I suspect that's what you might have had if Stephen Lewis had ever become leader on his terms(terms which, as I understand it, would basically have meant a purge of all remaining leftists and socialist from the party and the near-abolition of internal democracy within the party), but now it's what you might end up with if someone like Pat Martin were to become leader.

 

Malcolm Malcolm's picture

The worst possible outcome is a Harper majority.

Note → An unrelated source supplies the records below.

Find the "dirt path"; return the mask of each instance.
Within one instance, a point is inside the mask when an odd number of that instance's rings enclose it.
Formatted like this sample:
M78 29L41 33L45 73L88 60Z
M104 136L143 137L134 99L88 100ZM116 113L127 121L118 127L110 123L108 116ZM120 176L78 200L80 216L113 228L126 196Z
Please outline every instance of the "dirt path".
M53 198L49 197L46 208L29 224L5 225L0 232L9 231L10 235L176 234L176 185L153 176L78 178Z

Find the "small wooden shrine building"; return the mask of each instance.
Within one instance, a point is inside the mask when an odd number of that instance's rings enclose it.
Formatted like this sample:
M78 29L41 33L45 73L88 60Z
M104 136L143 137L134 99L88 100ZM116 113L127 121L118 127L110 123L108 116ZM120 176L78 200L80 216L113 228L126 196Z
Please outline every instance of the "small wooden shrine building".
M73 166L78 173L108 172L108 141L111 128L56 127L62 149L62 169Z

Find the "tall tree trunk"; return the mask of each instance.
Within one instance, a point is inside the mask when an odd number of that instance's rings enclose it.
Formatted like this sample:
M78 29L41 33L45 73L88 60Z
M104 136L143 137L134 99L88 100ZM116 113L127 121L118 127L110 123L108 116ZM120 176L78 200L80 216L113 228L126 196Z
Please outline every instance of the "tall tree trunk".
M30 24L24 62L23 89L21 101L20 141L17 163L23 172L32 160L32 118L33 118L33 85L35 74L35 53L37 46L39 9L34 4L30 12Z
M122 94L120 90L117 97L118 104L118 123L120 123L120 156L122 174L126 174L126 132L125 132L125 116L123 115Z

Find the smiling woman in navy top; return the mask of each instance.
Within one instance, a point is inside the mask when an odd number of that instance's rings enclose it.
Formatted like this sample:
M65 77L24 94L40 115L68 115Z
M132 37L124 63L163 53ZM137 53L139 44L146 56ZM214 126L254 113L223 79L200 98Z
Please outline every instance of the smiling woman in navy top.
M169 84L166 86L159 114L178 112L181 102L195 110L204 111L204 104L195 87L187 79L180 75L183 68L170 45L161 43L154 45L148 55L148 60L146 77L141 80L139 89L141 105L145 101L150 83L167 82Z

The next worst is a Liberal majority - only better because Count Ignatieff is not as competent as Harper and would be less effective at moving the shared corporate agenda forward.

VectoV

[quote=absentia]

The worst thing that could happen is an alliance (I refuse to call them conservatives, just as i would refuse to call the wolf Grandma) majority, and they carry out their entire agenda. After that, there is literally nothing we can do, becaue the police state is nearly complete now; in two years, it will be complete. Wire-tapping, all unions illegal, no protest, no legal recourse, no help for the poor, no social services..... The worst thing that can happen has already happened in a lot of places, is on the way to happenning in the US and Canadians are electing one fathead after another. I'm not sure how it's possible to warn Canadians of the outcome, and they may not listen anyway, just as they sdidn't the last eight times.

Where did you buy your crystal ball from?

VectoV

We can expect nuclear power and all the environmental problems ...look at oil sand problems as an example or pipeline problems etc.
Add this all up and what do you get? And What country do you have ?
Answer ..A conservative country and while they are somewhat weakened by being a minority and only propped up by libs...you can bet they would have no problemo implementing a very nasty and cruel agenda if given the opportunity.

 

The oilsands isn't a perfect situation by any stretch of the imagination. I know because I've worked up there. But to simplify, how do you stay warm at night? Do you pedal everywhere you go? What do you think the solution is? Just curious. What is this cruel agenda?

 

Buddy Kat

From vectov join date ..he/she could be one of those harper plants...

You have just witnessed what happens when harper has some power and the poisoning of water and the environment and you think things will be better when he has absolute power?

 

This has nothing to do with keeping warm..If all the oil sands were doing , was providing Canadians with heat there wouldn't be a problem..The big problem is they are providing heat,oil etc for another country....that has ten times the population of Canada. Furthur if they had to invest in all environmentally friendly and safe projects there profit that comes from selling there product would disappear. Compound that with the fact that Harper has ruined environmetal assessment agencys...it isn't quantum mechanics!

-----------------------------------------------------------------------------------------------------------------------------------------------

Edited cause I tore Alberta to pieces and Lord Thundrin Jezus thought it was worse than any right winger could do..and therfore sets a bad example....but just goes to show that even leftys can get involved in "blood sports "too.

 

Lard Tunderin Jeezus Lard Tunderin Jeezus's picture

Edited to say

Thanks for dialing it back a few notches.

absentia

My chrystal ball is called CBC.

Keeping warm belongs in other - gods know how many other! - threads, but bicycling is certainly one way that's never going to be explored by a 'conservative' government. All the fathead mayors are probably sending their robocops out right now to mine the bike paths.